Kernel Vectorization query

Altera_Forum · ‎01-03-2014

Hi,

I am trying to incorporate the kernel vectorization optimization

I get the following compiler warning

Compiler Warning: Kernel is vectorized but there exist loads/stores that cannot be vectorized. This may reduce performance.

The following are the details:

Global thread dimension: 240 x 540

Local Work grp dimension 240 x 1

Input dimension 1920 x 1080

I used following attributes

_attribute__((num_simd_work_items(4)))

__attribute__((reqd_work_group_size(240,1,1)))

input loading code snippet :

for(UInt32 i = 0 ; i < 8; i++)

{

tempin[lidx + i * 240] = input[lidx + i * 240];

}

where

lidx: local_work_id in x direction with max val as 239 (since Local wrg grp dim 240 x 1)

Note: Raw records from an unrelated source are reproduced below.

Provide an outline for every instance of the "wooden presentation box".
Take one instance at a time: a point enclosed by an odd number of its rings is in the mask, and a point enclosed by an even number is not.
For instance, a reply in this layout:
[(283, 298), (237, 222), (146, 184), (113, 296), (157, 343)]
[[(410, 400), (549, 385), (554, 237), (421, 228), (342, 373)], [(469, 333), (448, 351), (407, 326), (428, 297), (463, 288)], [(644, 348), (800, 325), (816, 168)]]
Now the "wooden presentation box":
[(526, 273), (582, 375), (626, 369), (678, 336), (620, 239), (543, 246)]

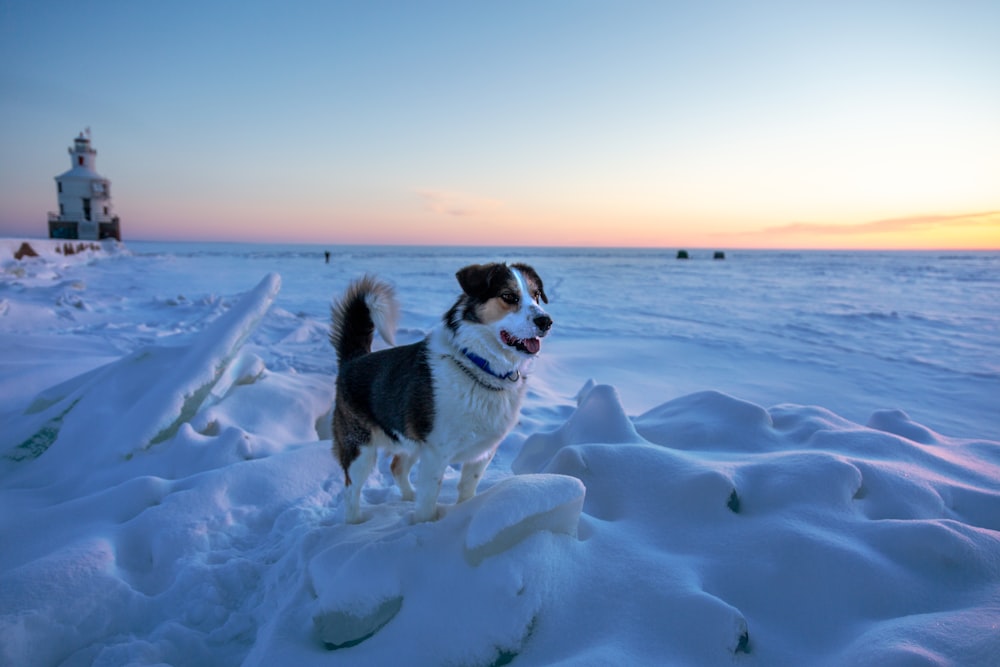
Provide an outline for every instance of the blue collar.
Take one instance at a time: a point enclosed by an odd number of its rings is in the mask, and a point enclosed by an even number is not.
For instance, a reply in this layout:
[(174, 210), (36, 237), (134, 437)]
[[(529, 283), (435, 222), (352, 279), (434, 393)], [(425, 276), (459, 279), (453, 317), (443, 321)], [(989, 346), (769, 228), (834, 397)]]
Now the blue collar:
[(510, 380), (511, 382), (517, 382), (518, 380), (521, 379), (521, 374), (518, 371), (510, 371), (509, 373), (504, 373), (503, 375), (500, 375), (492, 368), (490, 368), (490, 362), (486, 361), (475, 352), (469, 352), (469, 349), (466, 347), (462, 348), (462, 354), (465, 355), (466, 359), (474, 363), (479, 370), (486, 373), (487, 375), (492, 375), (498, 380)]

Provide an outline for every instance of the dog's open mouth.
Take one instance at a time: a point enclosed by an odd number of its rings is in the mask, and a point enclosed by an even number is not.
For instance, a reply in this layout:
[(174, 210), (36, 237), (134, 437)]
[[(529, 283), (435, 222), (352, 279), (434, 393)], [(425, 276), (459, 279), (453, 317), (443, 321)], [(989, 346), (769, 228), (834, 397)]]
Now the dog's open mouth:
[(506, 330), (500, 332), (500, 338), (505, 345), (510, 345), (514, 349), (527, 354), (538, 354), (538, 351), (542, 349), (542, 340), (540, 338), (518, 338)]

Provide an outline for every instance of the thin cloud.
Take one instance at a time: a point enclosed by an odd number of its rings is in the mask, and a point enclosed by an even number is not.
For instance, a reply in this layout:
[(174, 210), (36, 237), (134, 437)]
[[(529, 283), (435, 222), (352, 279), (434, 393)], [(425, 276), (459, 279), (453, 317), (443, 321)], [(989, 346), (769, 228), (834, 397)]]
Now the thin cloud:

tempin is a local memory buffer which is used for per workgrp computation

Can anyone suggest way to avoid this warning.............?

Let me know if I have to furnish any more details ......

Thanks

Neelakandan

Altera_Forum · ‎01-03-2014

reqd_work_group_size might be set to be the power of 2, 240 is not normal.

Altera_Forum · ‎01-05-2014

Hi

Even after specifying the required work group size as a power of 2 (Instead of 240 I specified it as 256), I get the same warning message...

Can there be any other reason ?

Thanks

Altera_Forum · ‎01-06-2014

It is about "lidx + i * 240", the AOC cannot analyze them effectively, which leads to suboptimal performance.

You may try the "#prama unroll" before the for loop.